A participação do Banco Nacional de Desenvolvimento Econômico e Social (BNDES) na mais recente tacada do empresário Abílio Diniz é injustificável. Depois de negar durante várias semanas, Abílio Diniz teve de revelar finalmente que estava negociando a fusão da rede de supermercados Pão de Açúcar com a filial brasileira do grupo francês Carrefour.
A megafusão só pode se concretizar com a participação financeira do BNDES, que prometeu entrar com € 2 bilhões no negócio por meio da BNDES Participações (BNDESPar), o seu braço de participações acionárias. Não haverá financiamento a juros subsidiados. Se o negócio for concretizado, o BNDES vai ter 18% da nova empresa e vai entrar no ramo de venda de frutas e verduras.
O governo, por meio do BNDES, pode e deve apoiar a capitalização das empresas, quando isso for justificável, o que não parece ser o caso da criação do Novo Pão de Açúcar (NPA).

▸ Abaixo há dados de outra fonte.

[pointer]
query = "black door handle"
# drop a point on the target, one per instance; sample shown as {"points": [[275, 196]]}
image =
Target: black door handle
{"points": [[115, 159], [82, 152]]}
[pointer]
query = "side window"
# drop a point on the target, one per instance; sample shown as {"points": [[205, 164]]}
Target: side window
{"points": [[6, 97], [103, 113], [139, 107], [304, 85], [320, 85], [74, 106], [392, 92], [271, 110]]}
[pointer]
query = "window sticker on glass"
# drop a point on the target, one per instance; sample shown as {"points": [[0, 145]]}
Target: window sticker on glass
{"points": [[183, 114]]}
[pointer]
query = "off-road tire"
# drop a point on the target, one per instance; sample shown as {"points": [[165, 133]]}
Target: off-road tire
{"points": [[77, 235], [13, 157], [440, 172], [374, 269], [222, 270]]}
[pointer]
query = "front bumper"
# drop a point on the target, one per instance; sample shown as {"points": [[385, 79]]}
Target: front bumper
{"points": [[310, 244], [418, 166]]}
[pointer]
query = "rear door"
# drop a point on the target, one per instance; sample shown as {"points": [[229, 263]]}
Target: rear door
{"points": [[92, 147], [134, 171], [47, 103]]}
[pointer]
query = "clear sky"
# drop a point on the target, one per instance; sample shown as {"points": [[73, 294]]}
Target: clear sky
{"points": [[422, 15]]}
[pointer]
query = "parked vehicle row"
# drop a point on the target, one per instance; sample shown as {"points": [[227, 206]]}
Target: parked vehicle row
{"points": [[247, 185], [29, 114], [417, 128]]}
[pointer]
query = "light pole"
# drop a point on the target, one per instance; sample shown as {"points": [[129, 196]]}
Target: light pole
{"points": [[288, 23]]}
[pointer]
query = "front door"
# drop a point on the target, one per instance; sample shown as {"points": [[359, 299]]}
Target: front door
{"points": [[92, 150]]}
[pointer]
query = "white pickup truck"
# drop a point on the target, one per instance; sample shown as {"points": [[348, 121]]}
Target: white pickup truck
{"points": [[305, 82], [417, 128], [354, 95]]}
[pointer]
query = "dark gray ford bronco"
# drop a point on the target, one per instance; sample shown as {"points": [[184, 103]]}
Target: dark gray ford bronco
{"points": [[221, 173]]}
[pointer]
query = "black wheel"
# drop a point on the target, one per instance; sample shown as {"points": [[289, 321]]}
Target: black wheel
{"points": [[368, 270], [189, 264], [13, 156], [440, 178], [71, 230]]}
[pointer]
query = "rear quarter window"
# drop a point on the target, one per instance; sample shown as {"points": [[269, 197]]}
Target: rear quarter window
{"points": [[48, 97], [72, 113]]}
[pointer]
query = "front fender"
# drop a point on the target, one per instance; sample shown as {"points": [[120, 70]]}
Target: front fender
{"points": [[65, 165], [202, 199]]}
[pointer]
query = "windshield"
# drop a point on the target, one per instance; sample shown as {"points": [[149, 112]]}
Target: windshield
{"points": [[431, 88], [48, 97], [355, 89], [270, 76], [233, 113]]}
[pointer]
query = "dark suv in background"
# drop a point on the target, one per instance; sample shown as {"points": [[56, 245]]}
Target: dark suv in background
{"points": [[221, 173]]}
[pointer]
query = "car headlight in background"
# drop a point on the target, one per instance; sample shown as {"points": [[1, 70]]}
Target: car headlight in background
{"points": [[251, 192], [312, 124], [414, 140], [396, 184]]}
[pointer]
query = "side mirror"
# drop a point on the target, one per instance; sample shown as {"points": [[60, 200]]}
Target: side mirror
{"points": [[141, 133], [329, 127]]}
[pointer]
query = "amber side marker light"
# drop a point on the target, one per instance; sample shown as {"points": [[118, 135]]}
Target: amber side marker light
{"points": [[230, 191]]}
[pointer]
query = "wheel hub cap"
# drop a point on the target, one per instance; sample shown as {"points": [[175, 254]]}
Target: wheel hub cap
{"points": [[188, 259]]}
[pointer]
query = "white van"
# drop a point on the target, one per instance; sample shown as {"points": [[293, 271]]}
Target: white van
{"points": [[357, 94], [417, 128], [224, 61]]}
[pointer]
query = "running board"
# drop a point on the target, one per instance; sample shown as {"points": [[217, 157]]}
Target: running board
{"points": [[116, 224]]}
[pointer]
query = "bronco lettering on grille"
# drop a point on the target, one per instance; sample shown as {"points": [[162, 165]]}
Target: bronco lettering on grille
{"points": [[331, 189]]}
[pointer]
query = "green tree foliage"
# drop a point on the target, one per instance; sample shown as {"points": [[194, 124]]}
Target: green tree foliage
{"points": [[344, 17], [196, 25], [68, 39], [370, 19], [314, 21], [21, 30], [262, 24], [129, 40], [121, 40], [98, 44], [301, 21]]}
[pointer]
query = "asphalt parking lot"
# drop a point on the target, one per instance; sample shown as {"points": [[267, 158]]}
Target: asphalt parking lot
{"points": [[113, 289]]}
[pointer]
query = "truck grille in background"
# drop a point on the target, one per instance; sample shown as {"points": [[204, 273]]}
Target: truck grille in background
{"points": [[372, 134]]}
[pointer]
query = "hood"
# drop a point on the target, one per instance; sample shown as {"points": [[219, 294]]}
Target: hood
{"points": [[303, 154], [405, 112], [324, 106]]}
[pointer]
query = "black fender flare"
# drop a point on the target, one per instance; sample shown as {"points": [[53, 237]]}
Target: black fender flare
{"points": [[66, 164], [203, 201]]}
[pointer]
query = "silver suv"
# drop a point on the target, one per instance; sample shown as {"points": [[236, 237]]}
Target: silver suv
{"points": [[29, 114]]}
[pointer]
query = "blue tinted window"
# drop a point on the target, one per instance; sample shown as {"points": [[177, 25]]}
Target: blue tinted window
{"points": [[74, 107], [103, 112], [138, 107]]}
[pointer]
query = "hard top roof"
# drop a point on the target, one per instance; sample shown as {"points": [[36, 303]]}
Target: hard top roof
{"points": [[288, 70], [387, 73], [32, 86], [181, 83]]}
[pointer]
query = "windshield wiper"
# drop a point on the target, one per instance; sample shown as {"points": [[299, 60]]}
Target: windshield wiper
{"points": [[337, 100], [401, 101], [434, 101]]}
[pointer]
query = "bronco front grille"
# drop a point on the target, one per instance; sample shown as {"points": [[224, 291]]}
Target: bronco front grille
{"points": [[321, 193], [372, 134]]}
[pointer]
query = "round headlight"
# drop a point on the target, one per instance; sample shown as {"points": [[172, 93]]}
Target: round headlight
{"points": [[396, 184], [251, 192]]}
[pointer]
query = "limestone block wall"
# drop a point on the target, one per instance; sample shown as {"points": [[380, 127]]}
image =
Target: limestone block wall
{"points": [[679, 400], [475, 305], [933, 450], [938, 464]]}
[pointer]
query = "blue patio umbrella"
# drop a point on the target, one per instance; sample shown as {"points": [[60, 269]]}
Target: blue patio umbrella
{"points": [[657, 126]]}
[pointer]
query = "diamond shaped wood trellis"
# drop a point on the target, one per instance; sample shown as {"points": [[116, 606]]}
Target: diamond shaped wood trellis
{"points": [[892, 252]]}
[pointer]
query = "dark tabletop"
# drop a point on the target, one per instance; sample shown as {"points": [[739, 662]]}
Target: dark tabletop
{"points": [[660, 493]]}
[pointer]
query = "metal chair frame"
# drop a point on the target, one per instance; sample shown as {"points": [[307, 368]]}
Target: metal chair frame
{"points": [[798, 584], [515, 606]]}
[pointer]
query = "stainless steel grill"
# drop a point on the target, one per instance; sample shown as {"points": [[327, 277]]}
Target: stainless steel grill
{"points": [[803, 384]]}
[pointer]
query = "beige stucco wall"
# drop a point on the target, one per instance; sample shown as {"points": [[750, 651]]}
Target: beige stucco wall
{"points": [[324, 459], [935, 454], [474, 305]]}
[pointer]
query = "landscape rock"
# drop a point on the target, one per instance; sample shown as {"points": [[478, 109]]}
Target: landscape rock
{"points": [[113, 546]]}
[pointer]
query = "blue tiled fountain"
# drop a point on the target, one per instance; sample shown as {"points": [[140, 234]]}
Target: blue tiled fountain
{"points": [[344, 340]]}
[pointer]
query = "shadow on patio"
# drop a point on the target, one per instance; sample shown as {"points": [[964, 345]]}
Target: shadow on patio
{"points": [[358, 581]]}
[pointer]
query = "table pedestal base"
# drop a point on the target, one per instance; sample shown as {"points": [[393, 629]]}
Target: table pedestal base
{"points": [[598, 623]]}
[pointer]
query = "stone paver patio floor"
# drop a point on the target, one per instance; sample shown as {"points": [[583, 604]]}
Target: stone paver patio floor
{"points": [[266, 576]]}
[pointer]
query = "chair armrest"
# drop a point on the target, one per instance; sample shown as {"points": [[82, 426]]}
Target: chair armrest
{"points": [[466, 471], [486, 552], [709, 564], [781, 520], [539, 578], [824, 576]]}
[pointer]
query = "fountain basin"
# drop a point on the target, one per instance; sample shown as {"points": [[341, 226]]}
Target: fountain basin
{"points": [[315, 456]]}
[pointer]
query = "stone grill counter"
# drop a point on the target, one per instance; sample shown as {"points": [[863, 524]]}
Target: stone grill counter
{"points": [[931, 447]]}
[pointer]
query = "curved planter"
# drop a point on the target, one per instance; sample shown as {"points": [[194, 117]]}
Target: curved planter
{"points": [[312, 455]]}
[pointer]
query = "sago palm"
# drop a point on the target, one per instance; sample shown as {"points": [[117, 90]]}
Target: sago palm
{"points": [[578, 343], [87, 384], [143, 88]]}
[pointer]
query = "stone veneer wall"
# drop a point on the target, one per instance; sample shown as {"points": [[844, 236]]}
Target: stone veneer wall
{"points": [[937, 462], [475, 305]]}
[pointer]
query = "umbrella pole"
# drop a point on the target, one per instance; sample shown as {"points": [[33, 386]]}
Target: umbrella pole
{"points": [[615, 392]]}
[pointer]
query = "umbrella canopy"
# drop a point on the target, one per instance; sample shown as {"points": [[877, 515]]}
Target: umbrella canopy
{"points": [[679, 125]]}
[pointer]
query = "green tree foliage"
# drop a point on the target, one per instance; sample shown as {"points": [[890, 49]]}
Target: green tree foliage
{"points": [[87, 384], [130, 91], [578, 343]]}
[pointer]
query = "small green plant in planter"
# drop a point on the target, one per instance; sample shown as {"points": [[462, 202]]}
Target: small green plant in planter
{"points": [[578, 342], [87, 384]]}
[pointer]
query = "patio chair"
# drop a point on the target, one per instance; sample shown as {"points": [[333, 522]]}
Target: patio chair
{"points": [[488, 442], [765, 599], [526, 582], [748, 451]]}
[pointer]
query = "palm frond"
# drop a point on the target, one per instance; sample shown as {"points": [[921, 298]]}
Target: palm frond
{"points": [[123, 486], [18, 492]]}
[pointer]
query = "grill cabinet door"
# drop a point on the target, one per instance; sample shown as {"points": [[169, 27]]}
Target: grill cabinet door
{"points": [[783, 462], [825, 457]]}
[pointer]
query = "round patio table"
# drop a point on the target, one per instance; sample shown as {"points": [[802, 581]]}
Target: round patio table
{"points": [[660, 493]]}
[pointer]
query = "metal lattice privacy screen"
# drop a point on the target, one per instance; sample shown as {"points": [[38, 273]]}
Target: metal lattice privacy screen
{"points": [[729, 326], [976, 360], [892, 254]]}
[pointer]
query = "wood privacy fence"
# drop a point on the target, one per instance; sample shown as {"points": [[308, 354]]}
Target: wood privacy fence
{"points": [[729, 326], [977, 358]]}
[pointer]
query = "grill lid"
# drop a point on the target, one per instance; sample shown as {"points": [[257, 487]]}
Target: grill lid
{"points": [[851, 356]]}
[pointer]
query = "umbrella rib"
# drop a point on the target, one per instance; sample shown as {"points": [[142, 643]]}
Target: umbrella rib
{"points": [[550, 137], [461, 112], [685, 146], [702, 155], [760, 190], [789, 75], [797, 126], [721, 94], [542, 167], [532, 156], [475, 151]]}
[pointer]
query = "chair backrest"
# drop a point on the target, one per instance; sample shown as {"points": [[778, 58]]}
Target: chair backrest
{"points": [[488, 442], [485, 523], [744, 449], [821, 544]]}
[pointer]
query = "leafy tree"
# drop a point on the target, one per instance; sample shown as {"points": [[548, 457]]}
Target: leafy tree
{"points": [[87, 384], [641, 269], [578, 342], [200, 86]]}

Em primeiro lugar porque a operação irá capitalizar uma empresa estrangeira, o Carrefour, em dificuldades, é verdade, mas que tem capacidade de obter recursos no mercado internacional. A BNDESPar participa do capital de cerca de 150 empresas, totalizando R$ 90 bilhões, mas elas são eminentemente de capital nacional.
O ministro do Desenvolvimento, Indústria e Comércio Exterior, Fernando Pimentel, defendeu a participação do BNDES no negócio atacando os bancos brasileiros. "Tudo seria resolvido se o setor financeiro privado do Brasil fizesse o papel dele, que é financiar o capital brasileiro. Como ele não faz isso, o BNDES tem de atuar", afirmou.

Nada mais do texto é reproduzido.